The government has announced that it is to formally consult on proposals for longer tenancies in the private rental sector.

Although there has been much debate about the issue, with government and opposition politicians calling for longer tenancies - with industry bodies often in agreement - there has not until now been a formal position put forward by government.

However, the Housing Secretary, James Brokenshire, has said in the Commons: “We will shortly consult on options to support landlords to offer longer tenancies to those who want them.”


The consultation was first hinted at in last November’s Budget when Chancellor Phillip Hammond said that longer tenancies could be encouraged by tax incentives - but no further details were given at the time. 

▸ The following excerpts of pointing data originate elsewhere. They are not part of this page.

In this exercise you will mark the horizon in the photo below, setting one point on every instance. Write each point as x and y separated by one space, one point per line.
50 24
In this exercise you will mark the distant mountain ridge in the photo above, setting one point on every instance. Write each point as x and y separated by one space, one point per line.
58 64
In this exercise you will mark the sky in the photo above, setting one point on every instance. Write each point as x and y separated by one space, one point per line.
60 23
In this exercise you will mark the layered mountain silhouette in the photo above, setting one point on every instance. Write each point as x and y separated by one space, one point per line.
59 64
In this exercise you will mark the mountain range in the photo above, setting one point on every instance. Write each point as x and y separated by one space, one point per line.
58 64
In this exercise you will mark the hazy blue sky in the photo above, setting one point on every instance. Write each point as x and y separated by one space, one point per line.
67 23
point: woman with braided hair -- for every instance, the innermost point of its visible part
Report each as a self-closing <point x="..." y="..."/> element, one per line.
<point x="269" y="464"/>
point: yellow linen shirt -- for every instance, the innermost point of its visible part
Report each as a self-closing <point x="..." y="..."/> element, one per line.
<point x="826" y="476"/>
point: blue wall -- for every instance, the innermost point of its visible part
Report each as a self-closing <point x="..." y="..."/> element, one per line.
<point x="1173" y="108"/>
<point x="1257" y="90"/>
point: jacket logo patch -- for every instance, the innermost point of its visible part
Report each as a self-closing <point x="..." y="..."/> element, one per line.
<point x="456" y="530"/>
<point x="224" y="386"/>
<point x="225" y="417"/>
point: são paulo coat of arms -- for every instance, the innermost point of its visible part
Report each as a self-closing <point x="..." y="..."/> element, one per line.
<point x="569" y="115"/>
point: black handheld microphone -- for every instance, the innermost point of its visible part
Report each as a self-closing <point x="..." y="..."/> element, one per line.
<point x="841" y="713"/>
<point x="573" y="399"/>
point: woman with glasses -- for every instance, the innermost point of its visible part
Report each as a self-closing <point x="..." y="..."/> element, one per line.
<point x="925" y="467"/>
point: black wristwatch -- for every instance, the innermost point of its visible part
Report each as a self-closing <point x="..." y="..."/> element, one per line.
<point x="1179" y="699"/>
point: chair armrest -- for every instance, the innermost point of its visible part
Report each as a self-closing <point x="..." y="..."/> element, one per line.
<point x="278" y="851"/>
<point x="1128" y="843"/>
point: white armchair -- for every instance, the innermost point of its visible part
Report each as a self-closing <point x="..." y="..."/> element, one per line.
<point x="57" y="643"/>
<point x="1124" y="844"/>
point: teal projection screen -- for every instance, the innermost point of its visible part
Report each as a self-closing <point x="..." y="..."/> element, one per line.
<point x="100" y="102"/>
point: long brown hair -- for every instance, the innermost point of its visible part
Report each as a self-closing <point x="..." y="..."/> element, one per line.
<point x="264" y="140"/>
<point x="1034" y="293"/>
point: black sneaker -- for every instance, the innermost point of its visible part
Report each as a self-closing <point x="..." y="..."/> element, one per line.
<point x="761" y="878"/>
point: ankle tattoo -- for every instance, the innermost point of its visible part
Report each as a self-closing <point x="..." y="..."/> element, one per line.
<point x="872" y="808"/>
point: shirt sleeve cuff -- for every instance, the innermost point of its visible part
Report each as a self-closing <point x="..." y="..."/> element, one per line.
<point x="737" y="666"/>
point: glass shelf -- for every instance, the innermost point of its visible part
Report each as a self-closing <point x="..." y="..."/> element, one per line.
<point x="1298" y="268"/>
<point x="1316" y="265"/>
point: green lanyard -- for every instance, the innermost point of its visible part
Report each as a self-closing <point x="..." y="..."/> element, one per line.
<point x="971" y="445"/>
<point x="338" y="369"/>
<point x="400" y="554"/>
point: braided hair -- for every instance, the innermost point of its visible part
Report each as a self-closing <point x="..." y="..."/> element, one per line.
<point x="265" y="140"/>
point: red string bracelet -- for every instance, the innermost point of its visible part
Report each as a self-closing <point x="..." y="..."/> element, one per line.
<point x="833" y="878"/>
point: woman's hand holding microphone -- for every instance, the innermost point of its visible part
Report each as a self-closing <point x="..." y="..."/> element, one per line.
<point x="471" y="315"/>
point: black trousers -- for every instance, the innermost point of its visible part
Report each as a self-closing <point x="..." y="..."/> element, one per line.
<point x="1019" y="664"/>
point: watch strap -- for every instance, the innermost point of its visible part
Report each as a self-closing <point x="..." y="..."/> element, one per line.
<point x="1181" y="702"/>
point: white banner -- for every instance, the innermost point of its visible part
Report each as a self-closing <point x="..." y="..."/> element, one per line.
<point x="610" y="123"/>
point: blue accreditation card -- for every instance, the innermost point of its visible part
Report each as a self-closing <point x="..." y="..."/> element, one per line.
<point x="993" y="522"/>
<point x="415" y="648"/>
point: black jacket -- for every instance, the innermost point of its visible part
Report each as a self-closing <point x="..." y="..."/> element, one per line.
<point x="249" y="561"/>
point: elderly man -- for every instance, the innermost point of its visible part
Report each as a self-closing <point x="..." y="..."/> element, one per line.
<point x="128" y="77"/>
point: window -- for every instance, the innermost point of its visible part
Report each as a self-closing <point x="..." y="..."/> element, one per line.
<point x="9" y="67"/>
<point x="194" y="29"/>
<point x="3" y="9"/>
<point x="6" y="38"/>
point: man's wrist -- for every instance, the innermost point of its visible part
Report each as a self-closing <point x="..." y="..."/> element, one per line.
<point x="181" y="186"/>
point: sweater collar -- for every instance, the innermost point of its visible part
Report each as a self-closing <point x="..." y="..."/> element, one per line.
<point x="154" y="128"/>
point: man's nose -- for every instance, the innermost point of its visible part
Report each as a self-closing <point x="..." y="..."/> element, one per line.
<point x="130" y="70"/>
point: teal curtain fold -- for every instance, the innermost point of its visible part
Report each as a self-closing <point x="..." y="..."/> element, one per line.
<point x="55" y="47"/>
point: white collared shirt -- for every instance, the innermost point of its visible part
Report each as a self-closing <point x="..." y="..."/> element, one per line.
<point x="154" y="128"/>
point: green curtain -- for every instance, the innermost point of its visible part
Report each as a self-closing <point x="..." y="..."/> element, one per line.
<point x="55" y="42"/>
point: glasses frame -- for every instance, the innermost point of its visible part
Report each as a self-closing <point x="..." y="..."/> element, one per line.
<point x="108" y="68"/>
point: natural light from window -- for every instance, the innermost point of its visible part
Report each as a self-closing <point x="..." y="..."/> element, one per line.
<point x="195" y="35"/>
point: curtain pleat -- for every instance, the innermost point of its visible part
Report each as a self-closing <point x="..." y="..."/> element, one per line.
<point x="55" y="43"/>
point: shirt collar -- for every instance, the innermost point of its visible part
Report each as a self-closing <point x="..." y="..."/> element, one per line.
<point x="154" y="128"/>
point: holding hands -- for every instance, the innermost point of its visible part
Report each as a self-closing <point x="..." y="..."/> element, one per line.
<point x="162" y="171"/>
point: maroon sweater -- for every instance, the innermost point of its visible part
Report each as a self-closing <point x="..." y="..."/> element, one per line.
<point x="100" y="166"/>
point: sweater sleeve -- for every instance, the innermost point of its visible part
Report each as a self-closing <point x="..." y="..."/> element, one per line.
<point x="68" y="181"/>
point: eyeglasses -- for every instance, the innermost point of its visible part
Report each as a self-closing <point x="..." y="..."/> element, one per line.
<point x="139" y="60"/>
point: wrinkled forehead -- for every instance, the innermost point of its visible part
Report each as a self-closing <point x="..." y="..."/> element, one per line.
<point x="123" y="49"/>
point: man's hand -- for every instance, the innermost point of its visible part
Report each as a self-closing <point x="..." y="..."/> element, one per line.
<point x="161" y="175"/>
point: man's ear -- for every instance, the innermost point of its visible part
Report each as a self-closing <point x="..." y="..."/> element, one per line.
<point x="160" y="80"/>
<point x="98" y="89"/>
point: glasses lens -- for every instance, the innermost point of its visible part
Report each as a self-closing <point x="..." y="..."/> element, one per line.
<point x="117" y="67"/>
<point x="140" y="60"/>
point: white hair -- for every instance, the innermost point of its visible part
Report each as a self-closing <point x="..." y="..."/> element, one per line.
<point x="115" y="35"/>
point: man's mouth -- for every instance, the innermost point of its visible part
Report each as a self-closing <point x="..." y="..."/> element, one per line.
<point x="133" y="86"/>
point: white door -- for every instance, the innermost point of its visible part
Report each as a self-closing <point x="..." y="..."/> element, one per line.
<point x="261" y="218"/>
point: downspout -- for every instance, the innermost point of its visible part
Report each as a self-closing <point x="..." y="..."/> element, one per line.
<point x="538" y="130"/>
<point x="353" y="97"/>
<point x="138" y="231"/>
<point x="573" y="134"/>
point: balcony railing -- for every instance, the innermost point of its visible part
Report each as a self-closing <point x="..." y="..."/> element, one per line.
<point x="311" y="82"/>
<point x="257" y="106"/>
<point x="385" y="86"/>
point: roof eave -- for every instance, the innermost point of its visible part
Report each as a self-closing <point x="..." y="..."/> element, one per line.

The Association of Residential Letting Agents and landlord bodies the RLA and NLA have for some time been saying that evidence suggests tenants stay in the same properties for much longer than was popularly believed to be the case. 

A recent survey of some 3,000 landlords by the Residential Landlords Associstion revealed that 63 per cent would offer a tenancy of 12 months or longer at the request of the tenant. 

However, the association also points out that amongst the downsides there are risks of landlords being out of pocket for longer if a tenant stops paying rent, and RLA research found nearly one in four landlords said their mortgage conditions that restricted the maximum tenancy length.

Another recent survey, by regional lettings agency Morgans, also confirmed that many renters would be happy with 12 month tenancies.  

  • James B

    ‘Support landlords’, not a phrase used for a long time. Let’s see ! Support more than likely means penalise the ones who don’t.
    Do hope they factor into the equation the millions of tenants who don’t want a longer tenancy.
    Likely outcome a new one sided longer agreement in favour of tenant so they can leave early. Result - more landlords bashed out the sector who can’t accommodate for genuine reasons, then yet more demand less supply etc etc etc..

  • jeremy clarke

    Why can everyone not just let the market decide? In my experience it is always tenants who want to break contract and leave early, I can recall maybe 1 landlord in past 10 years that has asked the question. Truth is, from a landlord's perspective the longer a tenant remains and fulfils contract the better, no more meddling required!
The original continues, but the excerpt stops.